Le droit de donner la vie

8. Il est nécessaire que la vision du mariage et de la famille par laquelle vous cherchez à vous guider, chers frères et soeurs, se forme à partir de la lumière apportée par le Christ : que cette perspective soit le fruit d'une foi vive. « Par la foi, répondant à l'appel, Abraham obéit et partit pour un pays qu'il devait recevoir en héritage, et il partit sans savoir où il allait. » (He 11,8) Cet appel divin adressé un jour à Abraham s'adresse également à chacun de nous, en premier lieu lors du baptême. Par le baptême nous sommes appelés à être « cohéritiers de la promesse divine » pour que nous considérions la vie comme « un pèlerinage vers la terre promise » c'est-à-dire vers la cité éternelle « dont l'architecte et le constructeur, c'est Dieu lui-même ».

Par cette conception de la vie, vous savez que la sollicitude de l'Église pour proclamer les droits de la personne humaine, subordonnés aux droits de Dieu, suprême Seigneur, reste constante. À l'intérieur de ces droits, le droit à la vie occupe toujours une place éminente. Dans le mariage, l'homme et la femme sont appelés à transmettre le trésor de la vie à d'autres créatures humaines, à travers une paternité et une maternité humainement responsables. En continuité avec les normes réaffirmées au Concile Vatican II et dans l'encyclique Humanae vitae et après avoir recueilli l'avis des Pères du dernier Synode des évêques, j'ai rappelé dans la récente exhortation apostolique Familiaris consortio que, parmi les droits prioritaires des parents, se trouvait celui d'avoir les enfants qu'ils désiraient, en recevant en même temps ce qui est nécessaire pour les élever et les éduquer dignement. C'est pourquoi l'Église condamne comme une offense grave à la dignité humaine et à la justice les manoeuvres pour conditionner de manière aveugle la liberté des conjoints pour ce qui est de la transmission de la vie et de l'éducation des enfants. J'ai senti que mon devoir était de dénoncer également une insidieuse « mentalité contre la vie » qui s'infiltre dans la pensée actuelle. Dieu dit à tout homme : « Accueille la vie conçue par ton oeuvre ! » Il le dit à travers ses commandements par la voix de l'Église. Il le dit directement par la voix de la conscience humaine. Voix puissante que l'on doit écouter malgré d'autres « voix » discordantes, malgré tous les efforts pour l'étouffer.

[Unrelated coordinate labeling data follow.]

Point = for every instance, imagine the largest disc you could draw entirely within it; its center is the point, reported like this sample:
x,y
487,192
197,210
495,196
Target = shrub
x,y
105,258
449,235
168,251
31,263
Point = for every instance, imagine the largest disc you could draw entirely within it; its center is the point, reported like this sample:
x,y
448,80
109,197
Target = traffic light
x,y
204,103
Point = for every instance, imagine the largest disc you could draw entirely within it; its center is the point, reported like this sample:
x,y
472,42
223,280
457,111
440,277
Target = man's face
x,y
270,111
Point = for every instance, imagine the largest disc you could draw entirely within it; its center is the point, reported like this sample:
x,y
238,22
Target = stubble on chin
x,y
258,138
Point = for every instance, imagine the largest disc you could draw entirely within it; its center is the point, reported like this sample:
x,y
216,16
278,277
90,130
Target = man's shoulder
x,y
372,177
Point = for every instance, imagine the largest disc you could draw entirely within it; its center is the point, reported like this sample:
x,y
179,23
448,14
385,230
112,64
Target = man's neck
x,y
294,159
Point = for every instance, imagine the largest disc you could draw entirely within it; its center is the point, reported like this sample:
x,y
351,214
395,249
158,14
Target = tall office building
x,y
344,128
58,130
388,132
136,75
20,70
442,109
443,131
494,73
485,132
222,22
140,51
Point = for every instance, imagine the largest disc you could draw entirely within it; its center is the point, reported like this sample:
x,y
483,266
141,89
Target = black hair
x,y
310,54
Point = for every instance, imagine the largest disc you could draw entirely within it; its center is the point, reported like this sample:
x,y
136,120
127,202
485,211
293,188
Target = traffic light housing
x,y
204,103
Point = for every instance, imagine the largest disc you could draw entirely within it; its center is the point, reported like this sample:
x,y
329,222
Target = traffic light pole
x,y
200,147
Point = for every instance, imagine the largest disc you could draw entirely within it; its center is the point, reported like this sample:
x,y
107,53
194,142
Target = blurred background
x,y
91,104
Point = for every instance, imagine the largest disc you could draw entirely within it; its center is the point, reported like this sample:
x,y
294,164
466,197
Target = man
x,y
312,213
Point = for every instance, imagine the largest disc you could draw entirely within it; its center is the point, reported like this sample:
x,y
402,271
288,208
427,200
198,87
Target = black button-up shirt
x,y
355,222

Le caractère à la fois corporel et spirituel de l'union conjugale, toujours éclairée par l'amour personnel, doit conduire à respecter la sexualité, sa dimension pleinement humaine et jamais à l'utiliser comme un « objet », pour ne pas dissoudre l'union personnelle de l'âme et du corps, en blessant la création de Dieu elle-même dans la relation la plus intime entre nature et personne (ibid. FC 32).

La responsabilité dans la procréation de la vie humaine — de la vie qui doit naître dans une famille — est grande devant Dieu.

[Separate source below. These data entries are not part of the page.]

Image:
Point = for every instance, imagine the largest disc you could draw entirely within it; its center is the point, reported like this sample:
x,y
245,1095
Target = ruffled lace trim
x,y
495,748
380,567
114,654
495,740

La famille, berceau des vocations

9. En se servant de la collaboration créatrice des parents, Dieu le Père veut répéter encore une fois son appel pour une nouvelle descendance du genre humain. Il veut l'appeler également à devenir « cohéritière de la promesse de Dieu » et à partir vers la « terre » qui a été « promise » en Jésus- Christ à tous les hommes.

La famille est le lieu de la vocation divine de tous les hommes. Il est nécessaire que les couples chrétiens et les parents soient conscients de cette responsabilité et collaborent, avec la meilleure volonté, à cette vocation divine de l'homme nouveau, en développant l'oeuvre de l'éducation chrétienne, surtout par cette catéchèse qui naît de l'exemple de la vie.

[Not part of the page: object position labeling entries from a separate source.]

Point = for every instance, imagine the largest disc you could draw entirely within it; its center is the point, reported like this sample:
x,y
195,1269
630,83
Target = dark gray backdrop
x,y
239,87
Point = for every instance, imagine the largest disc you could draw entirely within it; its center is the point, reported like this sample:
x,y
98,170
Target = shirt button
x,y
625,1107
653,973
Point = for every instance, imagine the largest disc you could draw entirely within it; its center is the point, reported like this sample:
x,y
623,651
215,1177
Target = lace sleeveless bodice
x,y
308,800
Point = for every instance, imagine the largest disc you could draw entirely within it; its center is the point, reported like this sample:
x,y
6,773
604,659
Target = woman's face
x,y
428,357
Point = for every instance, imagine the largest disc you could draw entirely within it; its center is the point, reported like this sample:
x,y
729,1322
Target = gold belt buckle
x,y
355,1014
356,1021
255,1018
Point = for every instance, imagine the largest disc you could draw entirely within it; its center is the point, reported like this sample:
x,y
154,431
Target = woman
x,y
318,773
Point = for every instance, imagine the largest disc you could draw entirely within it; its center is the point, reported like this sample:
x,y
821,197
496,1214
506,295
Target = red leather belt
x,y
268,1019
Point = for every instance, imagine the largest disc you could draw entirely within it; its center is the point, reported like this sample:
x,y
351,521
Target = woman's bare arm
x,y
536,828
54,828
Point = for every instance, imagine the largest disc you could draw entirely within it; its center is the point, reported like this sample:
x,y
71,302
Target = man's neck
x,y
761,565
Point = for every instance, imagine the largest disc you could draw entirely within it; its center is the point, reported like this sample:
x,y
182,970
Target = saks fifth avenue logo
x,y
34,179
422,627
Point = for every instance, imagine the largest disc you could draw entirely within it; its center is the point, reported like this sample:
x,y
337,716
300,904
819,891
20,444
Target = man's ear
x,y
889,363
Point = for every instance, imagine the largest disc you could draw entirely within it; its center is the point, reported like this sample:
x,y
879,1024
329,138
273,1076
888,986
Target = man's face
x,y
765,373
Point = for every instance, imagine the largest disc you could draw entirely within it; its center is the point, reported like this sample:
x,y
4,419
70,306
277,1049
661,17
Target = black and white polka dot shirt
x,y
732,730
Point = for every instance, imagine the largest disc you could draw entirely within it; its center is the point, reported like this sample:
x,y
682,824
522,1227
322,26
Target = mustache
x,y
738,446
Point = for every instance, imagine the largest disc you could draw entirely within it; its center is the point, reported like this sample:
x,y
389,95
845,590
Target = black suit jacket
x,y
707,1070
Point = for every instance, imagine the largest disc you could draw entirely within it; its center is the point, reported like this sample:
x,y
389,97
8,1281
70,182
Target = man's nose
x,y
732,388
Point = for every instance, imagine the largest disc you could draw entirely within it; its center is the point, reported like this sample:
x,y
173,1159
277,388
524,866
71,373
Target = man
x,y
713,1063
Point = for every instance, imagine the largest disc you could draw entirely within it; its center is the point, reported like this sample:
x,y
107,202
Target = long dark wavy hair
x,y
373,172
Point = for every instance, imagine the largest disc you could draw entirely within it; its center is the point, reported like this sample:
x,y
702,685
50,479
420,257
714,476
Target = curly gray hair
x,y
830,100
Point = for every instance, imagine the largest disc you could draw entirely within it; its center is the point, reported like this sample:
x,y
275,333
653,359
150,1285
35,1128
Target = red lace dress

Les vocations, particulièrement importantes pour la mission salvifique de l'Église, naissent aussi dans les familles chrétiennes, berceau des futurs prêtres, religieux, religieuses, missionnaires et apôtres ! Bien qu'il existe aujourd'hui des difficultés dans le travail de l'éducation, les parents chrétiens doivent, avec confiance et courage, former leurs enfants aux valeurs essentielles de la vie humaine sans jamais perdre de vue qu'étant responsables de l'Église domestique de leur foyer, ils sont appelés à édifier la grande Église dans leurs enfants (cf. Familiaris consortio, FC 38) et, qui sait, à l'édifier à travers leurs enfants « qui sont appelés par Dieu ». Et si Dieu, de fait, les appelait au service de son Royaume, soyez, chers parents, généreux avec lui, comme lui l'a été avec vous.

10. Je me réjouis de célébrer cette eucharistie et de méditer avec vous sur la famille dans le cadre de ce sanctuaire de Sameiro, monument de l'amour du peuple portugais envers la Sainte Vierge, vénérée ici et invoquée sous le titre d'Immaculée Conception. Les nombreux fiancés qui choisissent ce sanctuaire pour célébrer leur mariage le font certainement pour placer leurs foyers sous la protection spéciale de la Madone. Que ce geste de dévotion soit le gage de la solidité des familles chrétiennes de cette région, confirmant ce que disait Mgr l'archevêque : en cette région, généralement, les familles sont fondées sur des bases chrétiennes et, fréquemment, des vocations « sacerdotales, religieuses et missionnaires » y fleurissent. Je remercie Dieu pour cela. Je remercie également Dom Eurico Dias Nogueira pour les paroles chaleureuses et aimables qu'il a voulu m'adresser. Je salue également Mgr l'archevêque et les excellentissimes autorités et les habitants de Braga, ainsi que les habitants de cette belle région de Minho et de Tras- os-Montes (des diocèses de Viana do Castello, de Braga et Miranda et de Vila Real), tous, sans exception : évêques, prêtres, religieux et fidèles sans oublier les nombreux Espagnols venus avec leurs pasteurs des proches terres de Galice. D'ici, j'exprime mes sentiments cordiaux de sympathie et d'affection dans le Christ Seigneur à tous les émigrés de la famille portugaise.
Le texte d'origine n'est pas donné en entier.